🤖 AI Summary
Clinical reports accompanying chest X-ray (CXR) images exhibit abundant abbreviations, heterogeneous stylistic variations, and high noise levels, severely impairing generalization in CXR image–text alignment.
Method: We propose LL2VEC4CXR and LL2CLIP4CXR—dual-encoder frameworks that integrate domain-adapted large language models (LLMs) as text encoders into medical vision–language modeling for the first time, prioritizing robust textual representation over data scale. Our approach fuses LLM-based text encoders with visual backbones and optimizes clinical semantic embeddings via contrastive learning.
Contribution/Results: Trained on 1.6 million multi-source, noisy CXR image–report pairs, both models substantially outperform state-of-the-art methods in report-level alignment and cross-modal retrieval accuracy. Crucially, they demonstrate superior cross-dataset generalization, validating that LLM-driven robust representations are pivotal for reliable medical cross-modal alignment.
📝 Abstract
Vision-language pretraining has advanced image-text alignment, yet progress in radiology remains constrained by the heterogeneity of clinical reports, including abbreviations, impression-only notes, and stylistic variability.
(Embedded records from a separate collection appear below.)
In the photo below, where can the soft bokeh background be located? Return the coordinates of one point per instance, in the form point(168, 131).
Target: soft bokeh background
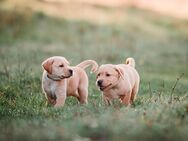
point(154, 32)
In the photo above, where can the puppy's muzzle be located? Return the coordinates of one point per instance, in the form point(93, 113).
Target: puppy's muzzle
point(99, 83)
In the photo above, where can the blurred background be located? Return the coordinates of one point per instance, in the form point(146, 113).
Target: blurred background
point(154, 32)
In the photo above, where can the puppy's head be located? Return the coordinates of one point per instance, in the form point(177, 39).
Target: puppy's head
point(108, 76)
point(57, 67)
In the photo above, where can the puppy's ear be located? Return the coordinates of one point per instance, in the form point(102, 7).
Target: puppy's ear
point(66, 61)
point(120, 72)
point(47, 65)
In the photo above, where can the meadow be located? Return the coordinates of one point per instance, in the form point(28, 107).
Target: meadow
point(159, 45)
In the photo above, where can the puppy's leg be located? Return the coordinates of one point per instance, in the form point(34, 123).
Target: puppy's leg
point(61, 96)
point(83, 95)
point(51, 100)
point(107, 101)
point(134, 92)
point(126, 99)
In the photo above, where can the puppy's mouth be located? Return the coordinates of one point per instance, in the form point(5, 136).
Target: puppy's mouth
point(102, 88)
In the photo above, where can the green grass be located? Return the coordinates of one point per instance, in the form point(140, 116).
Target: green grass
point(159, 46)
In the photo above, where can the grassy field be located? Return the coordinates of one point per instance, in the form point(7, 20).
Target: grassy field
point(159, 45)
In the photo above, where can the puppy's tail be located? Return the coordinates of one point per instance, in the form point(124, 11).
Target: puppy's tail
point(87, 63)
point(130, 61)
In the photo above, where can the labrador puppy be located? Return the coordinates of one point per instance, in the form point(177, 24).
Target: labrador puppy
point(118, 81)
point(60, 80)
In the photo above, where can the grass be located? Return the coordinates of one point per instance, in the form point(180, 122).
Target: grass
point(159, 46)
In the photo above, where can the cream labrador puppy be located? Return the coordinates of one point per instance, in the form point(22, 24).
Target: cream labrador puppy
point(60, 80)
point(118, 81)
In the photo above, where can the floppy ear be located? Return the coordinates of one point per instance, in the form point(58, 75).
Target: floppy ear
point(120, 72)
point(66, 61)
point(47, 65)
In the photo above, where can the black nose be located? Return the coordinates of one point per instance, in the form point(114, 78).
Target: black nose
point(71, 72)
point(99, 82)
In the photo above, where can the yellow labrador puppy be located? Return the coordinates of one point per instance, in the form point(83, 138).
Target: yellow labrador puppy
point(118, 81)
point(60, 80)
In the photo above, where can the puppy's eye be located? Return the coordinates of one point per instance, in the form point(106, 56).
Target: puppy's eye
point(61, 65)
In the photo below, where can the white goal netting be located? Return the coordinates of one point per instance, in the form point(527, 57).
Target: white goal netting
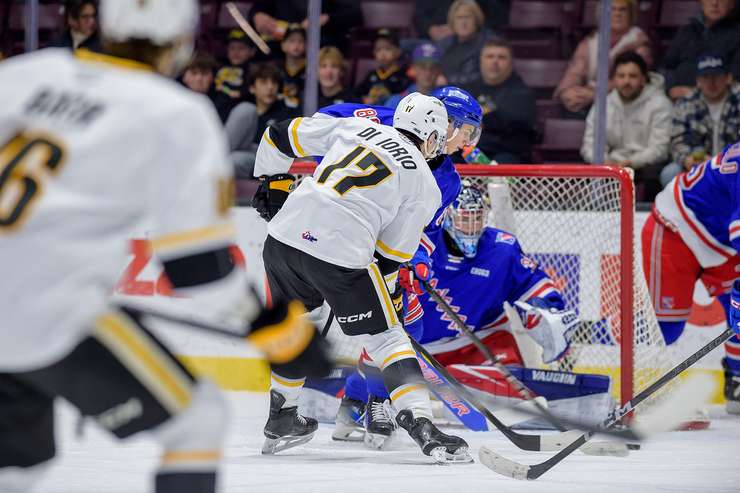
point(577, 222)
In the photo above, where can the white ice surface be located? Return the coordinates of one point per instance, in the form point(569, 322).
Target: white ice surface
point(700, 461)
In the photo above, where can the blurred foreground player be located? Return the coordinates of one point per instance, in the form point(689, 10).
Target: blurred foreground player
point(693, 234)
point(340, 238)
point(79, 174)
point(478, 268)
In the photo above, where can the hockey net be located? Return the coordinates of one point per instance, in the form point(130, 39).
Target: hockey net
point(577, 222)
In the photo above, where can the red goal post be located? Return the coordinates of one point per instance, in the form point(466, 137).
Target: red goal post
point(577, 222)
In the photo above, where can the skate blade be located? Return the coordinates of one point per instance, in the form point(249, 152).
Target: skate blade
point(377, 441)
point(275, 445)
point(441, 456)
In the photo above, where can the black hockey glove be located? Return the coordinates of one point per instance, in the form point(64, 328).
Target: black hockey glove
point(272, 194)
point(291, 343)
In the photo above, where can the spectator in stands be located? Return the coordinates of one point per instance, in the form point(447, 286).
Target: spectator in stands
point(425, 69)
point(509, 111)
point(389, 77)
point(576, 89)
point(294, 65)
point(198, 75)
point(706, 120)
point(638, 122)
point(231, 79)
point(431, 17)
point(271, 18)
point(460, 52)
point(81, 26)
point(264, 84)
point(716, 29)
point(331, 72)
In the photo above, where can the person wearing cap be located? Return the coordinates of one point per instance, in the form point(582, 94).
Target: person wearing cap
point(231, 79)
point(293, 46)
point(707, 119)
point(388, 78)
point(332, 69)
point(81, 23)
point(425, 70)
point(715, 29)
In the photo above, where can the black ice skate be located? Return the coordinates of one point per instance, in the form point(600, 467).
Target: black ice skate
point(443, 448)
point(379, 425)
point(286, 428)
point(348, 423)
point(732, 389)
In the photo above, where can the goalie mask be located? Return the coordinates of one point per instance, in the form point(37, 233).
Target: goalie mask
point(466, 218)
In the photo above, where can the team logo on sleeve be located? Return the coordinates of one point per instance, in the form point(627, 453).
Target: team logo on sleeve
point(368, 113)
point(503, 237)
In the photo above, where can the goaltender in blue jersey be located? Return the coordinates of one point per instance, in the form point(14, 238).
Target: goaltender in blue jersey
point(476, 268)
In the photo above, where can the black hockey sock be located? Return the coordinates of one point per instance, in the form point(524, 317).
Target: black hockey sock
point(186, 482)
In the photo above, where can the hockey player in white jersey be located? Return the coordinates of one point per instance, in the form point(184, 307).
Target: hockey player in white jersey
point(95, 148)
point(341, 236)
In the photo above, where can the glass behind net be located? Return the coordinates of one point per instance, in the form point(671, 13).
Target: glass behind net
point(570, 220)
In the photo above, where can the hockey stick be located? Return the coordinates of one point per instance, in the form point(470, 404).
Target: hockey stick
point(249, 30)
point(533, 443)
point(508, 467)
point(518, 386)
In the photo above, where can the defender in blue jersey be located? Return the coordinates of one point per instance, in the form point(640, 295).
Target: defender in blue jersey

Unlike general-domain settings where more data often leads to better performance, naively scaling to large collections of noisy reports can plateau or even degrade model learning. We ask whether large language model (LLM) encoders can provide robust clinical representations that transfer across diverse styles and better guide image-text alignment. We introduce LLM2VEC4CXR, a domain-adapted LLM encoder for chest X-ray reports, and LLM2CLIP4CXR, a dual-tower framework that couples this encoder with a vision backbone. LLM2VEC4CXR improves clinical text understanding over BERT-based baselines, handles abbreviations and style variation, and achieves strong clinical alignment on report-level metrics. LLM2CLIP4CXR leverages these embeddings to boost retrieval accuracy and clinically oriented scores, with stronger cross-dataset generalization than prior medical CLIP variants. Trained on 1.6M CXR studies from public and private sources with heterogeneous and noisy reports, our models demonstrate that robustness -- not scale alone -- is the key to effective multimodal learning. We release models to support further research in medical image-text representation learning.